Não é a brisa noturna que lhe seca o suor: talvez o sonho - o monstro de ilusões que criara. (...)
Deixara para trás tantas canelas arrouxeadas pela bola, eram apenas meninos na tentativa incerta de terem enganadamente descobertos seus desejados talentos ou quem sabe o desejo desesperado de se libertarem do futuro preconceituado do morro.
Por outro lado, exatamente do outro lado da rua, haviam aquelas meninas de meia-calça preta, recheadas de maquiagem. Longe flutuava a discussão sociológica, porque problemas mais urgentes eram corriqueiros: o embelezamento excessivo e desnecessário do que há de mais vã: a carne.
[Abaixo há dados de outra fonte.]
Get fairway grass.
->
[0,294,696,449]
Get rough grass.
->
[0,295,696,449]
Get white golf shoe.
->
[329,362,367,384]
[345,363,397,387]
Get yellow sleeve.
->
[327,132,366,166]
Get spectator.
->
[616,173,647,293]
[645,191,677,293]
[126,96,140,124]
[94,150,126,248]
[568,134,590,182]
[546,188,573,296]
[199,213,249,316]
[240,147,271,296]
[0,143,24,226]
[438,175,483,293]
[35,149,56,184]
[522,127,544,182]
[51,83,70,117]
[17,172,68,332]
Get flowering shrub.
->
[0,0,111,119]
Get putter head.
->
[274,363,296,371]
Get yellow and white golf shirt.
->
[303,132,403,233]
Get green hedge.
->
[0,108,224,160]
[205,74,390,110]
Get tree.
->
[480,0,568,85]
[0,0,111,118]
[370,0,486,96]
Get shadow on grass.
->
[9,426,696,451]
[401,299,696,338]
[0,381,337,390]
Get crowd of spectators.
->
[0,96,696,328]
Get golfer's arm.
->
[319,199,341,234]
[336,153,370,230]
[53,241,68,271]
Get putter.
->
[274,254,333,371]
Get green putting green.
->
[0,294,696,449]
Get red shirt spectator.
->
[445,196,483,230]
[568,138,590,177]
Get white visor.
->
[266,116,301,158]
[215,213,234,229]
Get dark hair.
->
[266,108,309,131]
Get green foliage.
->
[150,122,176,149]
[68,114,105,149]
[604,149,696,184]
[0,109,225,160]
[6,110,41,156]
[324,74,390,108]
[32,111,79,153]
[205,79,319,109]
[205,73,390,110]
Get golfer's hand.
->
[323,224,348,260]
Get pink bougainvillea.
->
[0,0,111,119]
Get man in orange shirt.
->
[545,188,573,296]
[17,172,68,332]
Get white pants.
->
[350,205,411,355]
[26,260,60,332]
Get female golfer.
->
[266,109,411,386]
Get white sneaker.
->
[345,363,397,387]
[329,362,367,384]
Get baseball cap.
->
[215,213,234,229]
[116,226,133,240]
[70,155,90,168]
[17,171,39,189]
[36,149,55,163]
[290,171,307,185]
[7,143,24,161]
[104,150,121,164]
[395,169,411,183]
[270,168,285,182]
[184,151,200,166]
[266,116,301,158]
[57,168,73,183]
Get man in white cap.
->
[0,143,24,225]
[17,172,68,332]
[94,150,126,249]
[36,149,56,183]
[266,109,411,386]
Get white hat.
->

Carne que morre, apodrece, fede e se torna sal para, quem sabe uma árvore - que nem imagina que seu destino é sofrer cortes profundos no lenho, que a transforme em um toco no chão onde muitos irão tropeçar - trabalhe forçosamente para fazer-se frondosa afim de ampliar o sol em seus pigmentos.
(...) Nenhum homem a olha nem a deseja, ou está cansada demais para despender energia com desejos ínfimos que demonstram somente como do pó somos e demasiado voltaremos a ser. Ah! Não pode negar, é o único prazer que este mundo lhe pode oferecer. Mundo, tão devasso mundo.